A column by Gideon Levy's during the war led to a mass cancellation |
CAMERA Snapshots..
21 September '14..
Last Friday (Sept. 12), Haaretz publisher Amos Schocken hosted an unusual meeting with more than 100 Israelis out of a reported total of 600 subscribers who recently cancelled their subscription to the daily paper. The mass cancellation was widely regarded by the Israeli media as a response to a July opinion piece by Haaretz columnist Gideon Levy attacking the morality of Israeli pilots participating in Operation Protective Edge:
I would like to meet the pilot or the operator of the drone who pushed the death button. How do you sleep at night, pilot? Did you see the pictures of the death and destruction you sowed – on television, and not just in the crosshairs? Did you see the crushed bodies, the bleeding wounded, the frightened children, the horrified women and the terrible destruction you sowed from your sophisticated plane? It’s all your doing, you excellent young man.
The Seventh Eye, an Israeli media watchdog, published a detailed account of the meeting, which ended in a mass walkout by the audience.
Things started smoothly enough, with the crowd granting a warm reception to both Schocken and Haaretz Editor Aluf Benn as the two described the paper's liberal policy. Benn reassured: "We are not the United Nations, we are Israelis, we live within Israeli society, and as such we covered the events that happened to the Israeli side."
Things quickly unraveled, however, once the floor was opened to questions from the audience. The Seventh Eye reported:
Zuzovsky says he was a Haaretz subscriber for a total of 60 years, and had canceled his subscription twice – both times because of Gideon Levy. His wife, Zuzovsky said, was the widow of an Air Force pilot, and he cannot bring home a newspaper comparing her grandchildren's grandfather to murderers.
The "Seventh Eye" describes how the atmosphere in the meeting slowly devolved from a high cultured social tête-à-tête to a no holds barred tit-for-tat:
The exchanges with the publisher shattered any sense of hierarchy in the room. “No one canceled his subscription because of Nehemia Strassler,” [a Haaretz economics writer] shouted someone in the hall. “Yes!” screamed other members of the audience [in agreement]. “There were those,” says Schocken. “There were not! None!” one shouted back.” “Let's try to keep the order," pleaded Schocken.

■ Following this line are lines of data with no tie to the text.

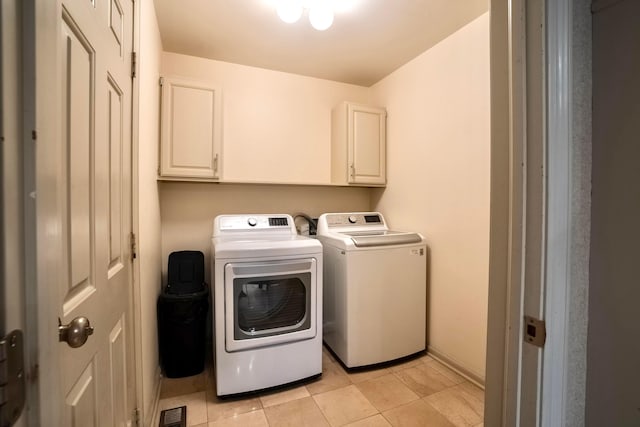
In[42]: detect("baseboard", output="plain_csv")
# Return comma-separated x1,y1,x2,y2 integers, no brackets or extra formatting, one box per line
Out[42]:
143,366,162,427
427,346,484,390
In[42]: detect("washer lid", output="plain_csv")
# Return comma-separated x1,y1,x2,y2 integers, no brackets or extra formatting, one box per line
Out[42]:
344,230,422,248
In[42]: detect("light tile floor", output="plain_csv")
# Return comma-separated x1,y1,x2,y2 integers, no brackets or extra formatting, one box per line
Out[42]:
156,349,484,427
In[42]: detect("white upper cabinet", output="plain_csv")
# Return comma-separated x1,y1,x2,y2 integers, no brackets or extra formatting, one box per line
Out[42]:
331,102,387,186
159,77,222,180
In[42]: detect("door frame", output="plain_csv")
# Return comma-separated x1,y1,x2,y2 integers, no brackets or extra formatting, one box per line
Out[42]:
30,0,141,426
485,0,589,426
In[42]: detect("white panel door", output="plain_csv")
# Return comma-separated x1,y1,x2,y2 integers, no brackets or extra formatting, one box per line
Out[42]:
36,0,135,427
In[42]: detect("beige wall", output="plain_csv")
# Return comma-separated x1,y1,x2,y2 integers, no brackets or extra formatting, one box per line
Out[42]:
160,182,370,283
372,13,490,380
162,53,369,183
154,13,490,381
134,1,162,426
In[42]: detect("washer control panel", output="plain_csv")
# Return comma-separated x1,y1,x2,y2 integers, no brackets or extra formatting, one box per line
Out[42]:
326,212,385,228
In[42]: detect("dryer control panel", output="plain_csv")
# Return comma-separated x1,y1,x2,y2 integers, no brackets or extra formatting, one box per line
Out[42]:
213,214,296,236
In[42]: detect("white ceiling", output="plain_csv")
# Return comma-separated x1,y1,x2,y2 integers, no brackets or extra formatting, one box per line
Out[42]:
154,0,488,86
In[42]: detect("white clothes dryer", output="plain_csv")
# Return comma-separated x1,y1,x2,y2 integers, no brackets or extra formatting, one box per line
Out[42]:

Another audience member announced he will not renew his subscription of 39 years until Levy apologizes. The next, who identified himself as a Haaretz reader for 35 years, announced theatrically that he will turn his back to the stage and only then speak. He is received with applause. He demanded Levy's apology as a condition to renew his subscription. Various other speakers, including ex-pilots, echoed similar sentiments to loud applause.

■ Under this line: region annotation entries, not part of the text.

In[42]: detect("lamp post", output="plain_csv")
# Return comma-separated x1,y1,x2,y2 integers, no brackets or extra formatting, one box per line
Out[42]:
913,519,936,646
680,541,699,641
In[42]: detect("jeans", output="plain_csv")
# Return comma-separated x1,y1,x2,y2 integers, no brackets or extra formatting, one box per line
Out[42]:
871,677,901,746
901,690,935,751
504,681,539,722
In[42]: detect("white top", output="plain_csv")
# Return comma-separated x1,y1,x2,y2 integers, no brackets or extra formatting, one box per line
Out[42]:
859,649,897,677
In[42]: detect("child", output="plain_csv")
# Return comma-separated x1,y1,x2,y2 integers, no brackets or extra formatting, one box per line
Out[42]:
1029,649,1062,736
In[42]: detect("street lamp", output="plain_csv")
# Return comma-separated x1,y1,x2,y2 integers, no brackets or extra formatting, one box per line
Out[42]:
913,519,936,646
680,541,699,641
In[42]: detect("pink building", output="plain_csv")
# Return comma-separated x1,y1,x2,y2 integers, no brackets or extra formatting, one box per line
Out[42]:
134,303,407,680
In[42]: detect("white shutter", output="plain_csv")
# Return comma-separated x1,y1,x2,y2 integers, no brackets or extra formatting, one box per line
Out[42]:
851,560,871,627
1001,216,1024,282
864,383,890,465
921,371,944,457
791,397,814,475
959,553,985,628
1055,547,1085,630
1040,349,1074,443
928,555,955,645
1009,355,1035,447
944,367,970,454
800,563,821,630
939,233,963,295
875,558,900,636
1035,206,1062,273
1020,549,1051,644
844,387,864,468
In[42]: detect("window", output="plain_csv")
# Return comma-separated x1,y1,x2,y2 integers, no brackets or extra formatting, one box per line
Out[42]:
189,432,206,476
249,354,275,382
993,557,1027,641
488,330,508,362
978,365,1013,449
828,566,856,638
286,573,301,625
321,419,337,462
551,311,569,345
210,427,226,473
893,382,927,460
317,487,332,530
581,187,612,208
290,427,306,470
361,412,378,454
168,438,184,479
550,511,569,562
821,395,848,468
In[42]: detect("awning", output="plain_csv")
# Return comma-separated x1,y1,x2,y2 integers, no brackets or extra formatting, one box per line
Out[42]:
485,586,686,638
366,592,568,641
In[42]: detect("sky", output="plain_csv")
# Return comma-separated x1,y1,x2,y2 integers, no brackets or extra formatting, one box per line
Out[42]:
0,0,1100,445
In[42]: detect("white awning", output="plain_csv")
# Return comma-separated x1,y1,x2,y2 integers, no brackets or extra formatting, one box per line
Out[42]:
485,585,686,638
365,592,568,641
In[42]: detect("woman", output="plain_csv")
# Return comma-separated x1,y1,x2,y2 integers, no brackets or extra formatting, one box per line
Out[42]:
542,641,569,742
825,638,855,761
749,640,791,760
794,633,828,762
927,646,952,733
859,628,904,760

As members of the agitated audience left the room, those remaining heckled Schocken who admonished: "You were Haaretz subscribers, you can be ‘Haaretz unsubscribers’ but we can still talk like civilized people." The diminished crowd grew increasingly hostile as the publisher argued that Levy was had been proven right when he wrote a similar article in the past. Finally, Schocken gave up on the possibility of convincing many to renew their subscriptions, and the former Haaretz readers left the room.